The appeal to the “Founders” is of a piece with my argument, if only because few of those “Founders” (who are they, anyway?) would agree with Moore’s definition of “virtue.” They were practical men who made their peace with slavery for the sake of a national government. I’m unclear how “virtuous” that was.*

I think he’s right, this shift isn’t “out there” in the culture; but that’s largely because the culture isn’t “out there” for the church he describes. If anything, that church controlled the culture, until it didn’t. And in losing that control, that church lost its claim to virtue, too. 

The town I grew up in was dominated, culturally and demographically, by Southern Baptists. It was the county seat of a “dry” county. The hoariest joke in town was that the only time two Baptists wouldn’t speak to each other in public was when they met in the liquor store just across the county line. My father’s favorite joke was how you kept a Baptist from drinking beer all the beer when you’re out fishing: bring along another Baptist.

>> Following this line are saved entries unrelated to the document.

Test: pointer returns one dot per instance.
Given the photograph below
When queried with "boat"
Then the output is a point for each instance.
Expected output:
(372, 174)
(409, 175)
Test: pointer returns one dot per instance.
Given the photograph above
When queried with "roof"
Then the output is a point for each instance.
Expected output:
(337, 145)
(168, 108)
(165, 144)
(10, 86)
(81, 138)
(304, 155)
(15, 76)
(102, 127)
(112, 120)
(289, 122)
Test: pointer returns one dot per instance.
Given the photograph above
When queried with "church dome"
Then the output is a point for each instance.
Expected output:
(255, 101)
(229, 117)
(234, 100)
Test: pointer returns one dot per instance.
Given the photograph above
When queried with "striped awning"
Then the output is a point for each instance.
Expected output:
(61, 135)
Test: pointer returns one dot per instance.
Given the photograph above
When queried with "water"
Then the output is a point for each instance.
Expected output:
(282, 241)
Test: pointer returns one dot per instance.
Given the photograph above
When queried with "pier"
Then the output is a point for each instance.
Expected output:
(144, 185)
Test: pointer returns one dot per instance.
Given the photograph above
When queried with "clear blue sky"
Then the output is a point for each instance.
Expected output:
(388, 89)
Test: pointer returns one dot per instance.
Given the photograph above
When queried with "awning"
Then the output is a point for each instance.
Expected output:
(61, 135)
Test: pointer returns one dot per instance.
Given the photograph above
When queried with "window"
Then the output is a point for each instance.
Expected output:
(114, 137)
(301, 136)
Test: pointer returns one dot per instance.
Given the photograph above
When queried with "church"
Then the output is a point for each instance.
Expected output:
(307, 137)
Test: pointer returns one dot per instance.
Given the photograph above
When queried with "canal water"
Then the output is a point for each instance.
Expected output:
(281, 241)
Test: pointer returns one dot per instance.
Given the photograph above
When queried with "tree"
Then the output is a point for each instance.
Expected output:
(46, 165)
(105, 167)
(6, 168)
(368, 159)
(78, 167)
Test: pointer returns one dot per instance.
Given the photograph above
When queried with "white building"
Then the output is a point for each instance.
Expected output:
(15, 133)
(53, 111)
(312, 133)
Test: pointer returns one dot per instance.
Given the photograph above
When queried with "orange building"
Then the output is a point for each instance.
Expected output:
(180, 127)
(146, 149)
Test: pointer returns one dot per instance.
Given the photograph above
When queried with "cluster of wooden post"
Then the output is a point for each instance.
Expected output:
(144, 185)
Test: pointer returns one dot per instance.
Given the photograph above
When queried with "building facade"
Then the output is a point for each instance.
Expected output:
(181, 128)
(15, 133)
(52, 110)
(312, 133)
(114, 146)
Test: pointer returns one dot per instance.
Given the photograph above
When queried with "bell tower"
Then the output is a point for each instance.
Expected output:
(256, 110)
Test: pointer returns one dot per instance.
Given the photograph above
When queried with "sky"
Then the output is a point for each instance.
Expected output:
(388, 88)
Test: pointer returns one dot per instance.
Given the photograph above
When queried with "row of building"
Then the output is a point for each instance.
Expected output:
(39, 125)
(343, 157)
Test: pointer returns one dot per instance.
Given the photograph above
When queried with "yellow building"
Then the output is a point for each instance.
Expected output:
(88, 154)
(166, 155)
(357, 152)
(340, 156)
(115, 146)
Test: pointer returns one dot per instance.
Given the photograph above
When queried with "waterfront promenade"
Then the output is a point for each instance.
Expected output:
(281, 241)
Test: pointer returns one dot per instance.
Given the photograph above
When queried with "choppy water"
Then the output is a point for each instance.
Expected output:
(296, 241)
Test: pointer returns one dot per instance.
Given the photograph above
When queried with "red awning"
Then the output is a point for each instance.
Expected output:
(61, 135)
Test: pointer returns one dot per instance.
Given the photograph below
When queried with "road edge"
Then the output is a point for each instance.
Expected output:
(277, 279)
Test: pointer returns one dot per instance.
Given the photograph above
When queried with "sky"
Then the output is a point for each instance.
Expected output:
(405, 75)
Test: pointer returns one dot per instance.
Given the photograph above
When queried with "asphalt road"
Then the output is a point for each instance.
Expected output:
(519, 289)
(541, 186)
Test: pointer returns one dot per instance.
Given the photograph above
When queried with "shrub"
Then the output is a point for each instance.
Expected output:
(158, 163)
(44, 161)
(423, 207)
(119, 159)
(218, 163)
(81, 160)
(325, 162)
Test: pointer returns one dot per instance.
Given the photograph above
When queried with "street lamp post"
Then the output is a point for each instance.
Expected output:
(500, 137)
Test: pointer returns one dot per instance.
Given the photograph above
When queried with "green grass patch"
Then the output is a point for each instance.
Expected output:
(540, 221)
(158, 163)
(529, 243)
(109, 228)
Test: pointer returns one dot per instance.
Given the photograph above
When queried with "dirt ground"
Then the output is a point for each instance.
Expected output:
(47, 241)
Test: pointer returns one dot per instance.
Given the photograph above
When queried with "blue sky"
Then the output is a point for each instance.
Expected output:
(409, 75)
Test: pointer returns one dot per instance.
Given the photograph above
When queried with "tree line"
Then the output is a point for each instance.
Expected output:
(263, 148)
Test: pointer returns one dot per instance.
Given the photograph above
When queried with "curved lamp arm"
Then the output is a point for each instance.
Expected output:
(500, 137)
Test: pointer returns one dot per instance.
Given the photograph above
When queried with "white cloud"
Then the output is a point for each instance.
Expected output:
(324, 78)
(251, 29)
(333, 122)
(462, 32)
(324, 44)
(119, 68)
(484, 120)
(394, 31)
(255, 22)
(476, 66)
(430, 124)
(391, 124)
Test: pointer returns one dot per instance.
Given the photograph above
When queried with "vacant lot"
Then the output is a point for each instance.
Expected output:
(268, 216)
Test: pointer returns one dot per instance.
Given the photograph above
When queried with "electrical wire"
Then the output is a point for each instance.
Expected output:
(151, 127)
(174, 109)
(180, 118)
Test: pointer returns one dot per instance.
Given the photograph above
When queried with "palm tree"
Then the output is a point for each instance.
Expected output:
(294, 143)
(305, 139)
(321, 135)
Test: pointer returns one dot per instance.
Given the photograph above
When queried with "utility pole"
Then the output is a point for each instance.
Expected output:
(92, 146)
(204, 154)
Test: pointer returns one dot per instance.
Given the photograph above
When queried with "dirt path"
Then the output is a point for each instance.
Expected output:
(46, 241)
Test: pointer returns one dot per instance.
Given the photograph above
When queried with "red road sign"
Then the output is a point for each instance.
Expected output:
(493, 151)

Baptist virtues were a flexible, and cultural, matter. And don’t get me started on the works v. faith issue again. Baptists were far more interested in God’s blessings for them than in their blessings for others. That was a stalwart of American Protestantism, too; so again, culture matters far more than the gospels. 
But Moore’s argument rests, not on how Baptists should be a light in the world, but on how Baptists ultimately follow the world. The world (culture) changed, and that changed Baptists, is his thesis.  And he’s not wrong; but he doesn’t see what that says about the fundamentals (!) of Protestantism.

Isn’t it ironic? Don’t you think? πŸ€” 


*For example:
the midst of the late-1990s Clinton scandal, a group of scholars issued a “Declaration Concerning Religion, Ethics, and the Crisis in the Clinton Presidency,” which stated:
We are aware that certain moral qualities are central to the survival of our political system, among which are truthfulness, integrity, respect for the law, respect for the dignity of others, adherence to the constitutional process, and a willingness to avoid the abuse of power. We reject the premise that violations of these ethical standards should be excused so long as a leader remains loyal to a particular political agenda and the nation is blessed by a strong economy.
Those words seem far more distant than a Tocqueville quote now.
Moore’s own words are already distant from his point. “Virtue” is in the eye of the beholder, and a matter of whose ox is being gored.